Yangban and Sunbi Madang (양반 선비 마당)
An aristocrat (Yangban) and a scholar (Sonbi) appear, each trying to outshine the other in his knowledge and status.
They are mocked by Ch’oraengi, and lose face. Paekchang approaches the pair, asking them to buy the bull testicles.
At first they think it would be indecent, but when the butcher says the testicles will strenthen their sexual energies they quarrel with each other to buy them.
The old widow(Halmi) enters again and laughs at their behavior, then helps reconcile their differences. Ch’raengijoins them and they all dance joyfully.
This act encourages the ruling class to reconsider its real place in society, while the commoners let off a little steam, alleviating conflict between classes.
(Yangban and Sonbi are sitting along way from each other. They clear their throats unnecessarily, stroking their long beards. Each is try to look more dignified than the other, Ch’oraengi runs in, all excited.)
Pagyesung Madang (파계승 마당)
In the mountains a young woman(Pune) appears performing a dance. She looks around to make sure nobody is nearby, then squats and relieves herself. At that moment a wandering monk (Chung) catches sight of her and it stirs up his passion. He dances with her. As he runs away with the girl on his back, he is seen by Ch’oraengi (the busybody).

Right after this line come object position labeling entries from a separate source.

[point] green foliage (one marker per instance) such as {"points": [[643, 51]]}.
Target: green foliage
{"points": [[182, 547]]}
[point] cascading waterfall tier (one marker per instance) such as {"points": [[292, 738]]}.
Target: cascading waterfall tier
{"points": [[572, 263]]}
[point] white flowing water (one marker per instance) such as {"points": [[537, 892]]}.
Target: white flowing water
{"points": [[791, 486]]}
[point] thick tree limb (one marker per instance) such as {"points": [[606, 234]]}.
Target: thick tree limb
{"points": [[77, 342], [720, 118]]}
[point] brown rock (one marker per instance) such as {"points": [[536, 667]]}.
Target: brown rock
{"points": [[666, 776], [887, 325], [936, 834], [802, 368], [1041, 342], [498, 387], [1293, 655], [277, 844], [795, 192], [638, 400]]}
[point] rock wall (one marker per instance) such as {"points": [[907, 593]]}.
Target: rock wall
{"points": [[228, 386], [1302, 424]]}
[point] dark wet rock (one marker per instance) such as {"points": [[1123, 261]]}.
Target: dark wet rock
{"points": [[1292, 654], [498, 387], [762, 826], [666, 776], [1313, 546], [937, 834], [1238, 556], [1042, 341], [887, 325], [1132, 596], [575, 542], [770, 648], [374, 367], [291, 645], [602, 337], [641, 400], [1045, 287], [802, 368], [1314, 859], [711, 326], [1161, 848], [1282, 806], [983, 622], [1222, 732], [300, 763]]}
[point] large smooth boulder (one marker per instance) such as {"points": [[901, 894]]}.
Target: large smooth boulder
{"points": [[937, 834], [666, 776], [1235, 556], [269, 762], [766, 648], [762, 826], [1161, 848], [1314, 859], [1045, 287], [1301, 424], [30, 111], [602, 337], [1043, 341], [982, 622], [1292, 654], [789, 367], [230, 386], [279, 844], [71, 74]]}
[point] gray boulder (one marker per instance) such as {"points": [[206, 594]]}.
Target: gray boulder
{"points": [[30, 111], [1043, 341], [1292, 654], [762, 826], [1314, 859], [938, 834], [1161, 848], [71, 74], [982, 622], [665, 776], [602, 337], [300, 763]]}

This act criticizes religion corruption of the day.
Halmi Madang (할미 마당)
An old widow(Halmi) appears with a white scarf around her head and carrying a hand loom. The granny became widowed only three days after her wedding at the age of fourteen.
She weaves for a little while, then gets up and dances alone, bewailing her ill-fortune and begging the spectators for donations.
The mask of Halmi reveals the poverty and the visage of a woman of the world. The act symbolizes the conflicts between social classes the pain of life for the common people.
Paekchong Madang (백정 마당)
A butcher(Paekchong) enters with a straw bag containing an ax and a knife, and dances by himself. When he sees a big brown bull dance in, he dances with the bull, then kills it with his ax and cuts out its heart and testicles. He asks the spectators to buy the heart or testicles, and dances again when no one offers to buy them. When it thunders, he gets frightened and exits. The act satirizes the authoritative attitudes of the ruling class toward sexual life, removing the sexual taboo. This causes the spectators to laugh, and the butcher wins their sympathy.
(holding a red object high in the air) who wants to buy a bull heart? Look! It’s still warm. Eat it like this and weaklings will become strong and dizziness will disappear. Nobody wants it? Huh, these people! Fancy not knowing the value of a fresh bull heart. (He puts it into his bag and this time holds up a large, brownish object.) How about the testicles, then? Surely you must know what they are good for?
What is more important than virility for a man? An old man with two young wives is envied by all; even Confucius was married and had children. there is nothing like the balls of a bull to improve a man’s performance. Bull balls for sale! Anybody for the bull balls?(he dances around and exits)
Chuji Madang (주지 마당)
A male and female Chuji(lion) appear, dancing and playfully fighting. The female lion wins, promising the village high productivity and an abundant harvest for the year.
Then Ch’oraengi(the meddler)enters, chases the Chujis away, and dances on alone.
This act sanctifies the place where the play is to be performed by driving away demons and evil spirits.
Mudong Madang (무동 마당)
In this act, a young lady (Kakshi) appears, dancing on the shoulders of andther performer and asks people to make offerings for their blessing and wealth.
Kakshi is believed to be the personified local goddess, so she must not tread on the ground, but must always stay on the shoulders of a man.
This act is more a sacrificial service than a play.
By welcoming kakshi, the villagers please the goddess and pray for peace and an abundant harvest.